OCC wants US banks to prep for climate-related financial risks—which they should be doing anyway

The news: The Office of the Comptroller of the Currency (OCC) is working on preparedness principles for US banks to follow for managing climate-related financial risks.

The regulator put out a call for feedback for the principles—which would cover banks with at least $100 billion in assets—with a February 14, 2022 deadline.

More on this: The OCC warns that weaknesses in banks’ climate-risk management could pose threats to their safety and soundness.

In its draft principles document, the regulator identifies two broad risk categories:

  • Physical disasters like hurricanes, flooding, and wildfires.
  • Impacts of transitional steps to deal with climate change, including from businesses, consumers, and policymakers.

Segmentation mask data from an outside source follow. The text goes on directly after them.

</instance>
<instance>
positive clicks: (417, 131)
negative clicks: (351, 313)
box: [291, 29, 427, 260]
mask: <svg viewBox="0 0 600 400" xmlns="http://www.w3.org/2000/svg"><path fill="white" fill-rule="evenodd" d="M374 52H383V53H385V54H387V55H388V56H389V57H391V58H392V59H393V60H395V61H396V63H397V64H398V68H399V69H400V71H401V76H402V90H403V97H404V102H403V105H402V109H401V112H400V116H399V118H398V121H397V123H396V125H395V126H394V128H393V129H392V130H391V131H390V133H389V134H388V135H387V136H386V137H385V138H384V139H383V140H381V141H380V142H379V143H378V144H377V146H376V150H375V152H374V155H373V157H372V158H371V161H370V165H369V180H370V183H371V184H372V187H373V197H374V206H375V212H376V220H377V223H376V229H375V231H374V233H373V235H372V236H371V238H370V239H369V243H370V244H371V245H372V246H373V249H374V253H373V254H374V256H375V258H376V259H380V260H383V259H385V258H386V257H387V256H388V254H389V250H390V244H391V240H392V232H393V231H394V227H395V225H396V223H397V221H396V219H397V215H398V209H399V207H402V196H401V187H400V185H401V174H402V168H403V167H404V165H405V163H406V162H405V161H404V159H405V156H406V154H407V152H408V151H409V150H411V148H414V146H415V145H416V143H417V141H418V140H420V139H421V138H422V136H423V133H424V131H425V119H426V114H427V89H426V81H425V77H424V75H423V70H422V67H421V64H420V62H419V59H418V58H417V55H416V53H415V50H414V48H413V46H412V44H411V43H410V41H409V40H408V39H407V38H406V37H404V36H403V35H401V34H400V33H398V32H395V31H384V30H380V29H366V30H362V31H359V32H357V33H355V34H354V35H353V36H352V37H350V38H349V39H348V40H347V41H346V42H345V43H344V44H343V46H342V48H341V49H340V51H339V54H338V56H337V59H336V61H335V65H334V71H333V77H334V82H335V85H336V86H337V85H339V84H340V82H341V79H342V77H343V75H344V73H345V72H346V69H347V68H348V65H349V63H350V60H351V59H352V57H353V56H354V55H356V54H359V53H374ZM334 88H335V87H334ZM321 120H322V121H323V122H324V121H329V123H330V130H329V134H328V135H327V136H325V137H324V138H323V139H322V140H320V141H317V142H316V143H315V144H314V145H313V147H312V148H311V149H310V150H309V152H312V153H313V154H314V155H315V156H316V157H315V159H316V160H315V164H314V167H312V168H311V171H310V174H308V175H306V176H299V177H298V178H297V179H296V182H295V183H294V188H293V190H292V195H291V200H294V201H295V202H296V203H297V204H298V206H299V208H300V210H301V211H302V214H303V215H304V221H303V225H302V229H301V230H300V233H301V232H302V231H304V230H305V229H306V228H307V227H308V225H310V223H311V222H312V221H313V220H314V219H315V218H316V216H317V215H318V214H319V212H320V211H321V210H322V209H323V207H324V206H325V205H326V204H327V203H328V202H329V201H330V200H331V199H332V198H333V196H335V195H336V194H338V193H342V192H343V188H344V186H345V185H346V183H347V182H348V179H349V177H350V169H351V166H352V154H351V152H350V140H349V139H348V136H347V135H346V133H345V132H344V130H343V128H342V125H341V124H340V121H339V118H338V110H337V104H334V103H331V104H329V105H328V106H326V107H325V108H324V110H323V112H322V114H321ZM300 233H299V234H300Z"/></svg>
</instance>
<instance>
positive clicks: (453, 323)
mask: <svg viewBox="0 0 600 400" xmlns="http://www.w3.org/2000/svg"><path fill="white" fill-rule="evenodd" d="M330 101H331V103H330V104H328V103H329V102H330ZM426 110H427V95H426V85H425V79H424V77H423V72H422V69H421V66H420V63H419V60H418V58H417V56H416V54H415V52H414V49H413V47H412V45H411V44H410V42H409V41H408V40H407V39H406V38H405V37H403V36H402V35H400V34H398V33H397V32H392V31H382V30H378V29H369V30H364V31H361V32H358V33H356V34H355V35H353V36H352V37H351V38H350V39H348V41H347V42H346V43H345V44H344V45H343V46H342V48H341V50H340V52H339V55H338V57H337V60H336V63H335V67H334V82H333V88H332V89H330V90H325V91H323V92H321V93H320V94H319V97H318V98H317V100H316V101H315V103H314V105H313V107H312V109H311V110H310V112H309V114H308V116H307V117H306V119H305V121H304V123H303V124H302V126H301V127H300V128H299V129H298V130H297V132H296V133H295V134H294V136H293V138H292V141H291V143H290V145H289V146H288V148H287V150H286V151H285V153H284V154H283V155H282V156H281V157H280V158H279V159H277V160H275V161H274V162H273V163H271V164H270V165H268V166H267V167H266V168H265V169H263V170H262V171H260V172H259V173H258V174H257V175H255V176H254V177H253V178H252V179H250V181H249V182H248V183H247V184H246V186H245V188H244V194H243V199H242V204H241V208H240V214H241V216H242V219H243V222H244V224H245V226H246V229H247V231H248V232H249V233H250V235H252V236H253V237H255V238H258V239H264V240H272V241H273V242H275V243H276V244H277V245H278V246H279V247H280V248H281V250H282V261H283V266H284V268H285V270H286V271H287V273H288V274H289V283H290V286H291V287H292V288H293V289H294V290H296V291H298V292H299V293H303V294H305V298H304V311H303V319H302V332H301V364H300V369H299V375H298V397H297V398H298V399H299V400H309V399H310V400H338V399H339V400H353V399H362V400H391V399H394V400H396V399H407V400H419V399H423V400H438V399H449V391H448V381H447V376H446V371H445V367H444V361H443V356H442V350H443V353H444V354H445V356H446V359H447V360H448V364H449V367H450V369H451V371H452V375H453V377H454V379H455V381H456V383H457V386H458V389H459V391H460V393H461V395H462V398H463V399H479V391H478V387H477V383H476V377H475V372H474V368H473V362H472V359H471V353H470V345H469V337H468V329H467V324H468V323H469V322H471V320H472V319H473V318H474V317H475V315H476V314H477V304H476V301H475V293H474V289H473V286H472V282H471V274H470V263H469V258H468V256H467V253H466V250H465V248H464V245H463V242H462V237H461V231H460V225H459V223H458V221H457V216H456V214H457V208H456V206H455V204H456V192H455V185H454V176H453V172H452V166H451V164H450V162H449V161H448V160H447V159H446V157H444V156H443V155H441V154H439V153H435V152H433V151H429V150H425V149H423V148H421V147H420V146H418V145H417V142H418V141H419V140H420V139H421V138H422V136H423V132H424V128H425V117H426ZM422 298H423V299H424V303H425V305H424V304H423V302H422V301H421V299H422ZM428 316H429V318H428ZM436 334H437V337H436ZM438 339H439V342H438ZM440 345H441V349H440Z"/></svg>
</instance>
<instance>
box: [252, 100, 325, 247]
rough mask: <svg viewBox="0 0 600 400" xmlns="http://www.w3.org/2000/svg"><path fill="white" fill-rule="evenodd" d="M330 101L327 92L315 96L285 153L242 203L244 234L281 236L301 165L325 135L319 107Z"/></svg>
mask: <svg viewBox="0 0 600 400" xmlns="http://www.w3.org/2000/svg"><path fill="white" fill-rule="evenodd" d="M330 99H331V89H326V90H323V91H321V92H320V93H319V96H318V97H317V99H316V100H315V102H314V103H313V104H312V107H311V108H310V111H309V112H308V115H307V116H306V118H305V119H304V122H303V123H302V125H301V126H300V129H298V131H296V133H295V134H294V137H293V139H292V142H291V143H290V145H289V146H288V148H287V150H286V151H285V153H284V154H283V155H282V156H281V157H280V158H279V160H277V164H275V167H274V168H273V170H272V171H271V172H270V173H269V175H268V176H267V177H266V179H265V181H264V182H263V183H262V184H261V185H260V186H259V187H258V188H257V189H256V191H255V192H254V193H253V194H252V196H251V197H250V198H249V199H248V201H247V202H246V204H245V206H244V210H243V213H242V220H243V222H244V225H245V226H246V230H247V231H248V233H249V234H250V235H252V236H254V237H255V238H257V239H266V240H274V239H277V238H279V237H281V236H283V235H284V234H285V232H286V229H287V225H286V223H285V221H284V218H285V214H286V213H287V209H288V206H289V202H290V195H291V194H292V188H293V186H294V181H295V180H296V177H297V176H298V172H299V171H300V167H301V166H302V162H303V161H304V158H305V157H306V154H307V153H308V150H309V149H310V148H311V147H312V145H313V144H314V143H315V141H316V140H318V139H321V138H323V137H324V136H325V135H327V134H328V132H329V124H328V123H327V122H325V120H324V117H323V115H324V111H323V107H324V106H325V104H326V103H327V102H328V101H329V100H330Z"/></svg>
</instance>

The OCC also outlines climate-related risks for specific categories that cover banks, such as:

  • Credit, which covers both underwriting for borrowers and in portfolio management of debt outstanding.
  • Operations, such as business continuity.
  • Liquidity, which covers threats to banks’ liquidity buffers.
  • Legal and compliance, which includes ensuring that risk management measures don’t disproportionately impact people based on race or ethnicity.

The big takeaway: Severe weather events are already doing major harm across the globe to homes and businesses, including tornadoes that went through six US states and flooding that swept through Germany, the Netherlands, and Belgium in July. Such events can impact customers of both digital and brick-and-mortar banking:

  • Customers who live in directly affected areas may be unable to withdraw cash or make point-of-sale transactions with cards.
  • Damage to data centers, unless offset with backup support, can affect digital-banking services for customers that live across the country.

Banks should have risk-management plans and business continuity plans in place for climate-change-related events like these—regardless of what actions the OCC, or any other regulators, decides to take. As an example, Deloitte outlines business-continuity actions that companies can take to deal with climate change threats:

  • Tasking employees with sustainability to engage with people who focus on business continuity and risk management.
  • Adding sustainability frameworks to business continuity management systems.
  • Updating risk assessments so that climate risks are included.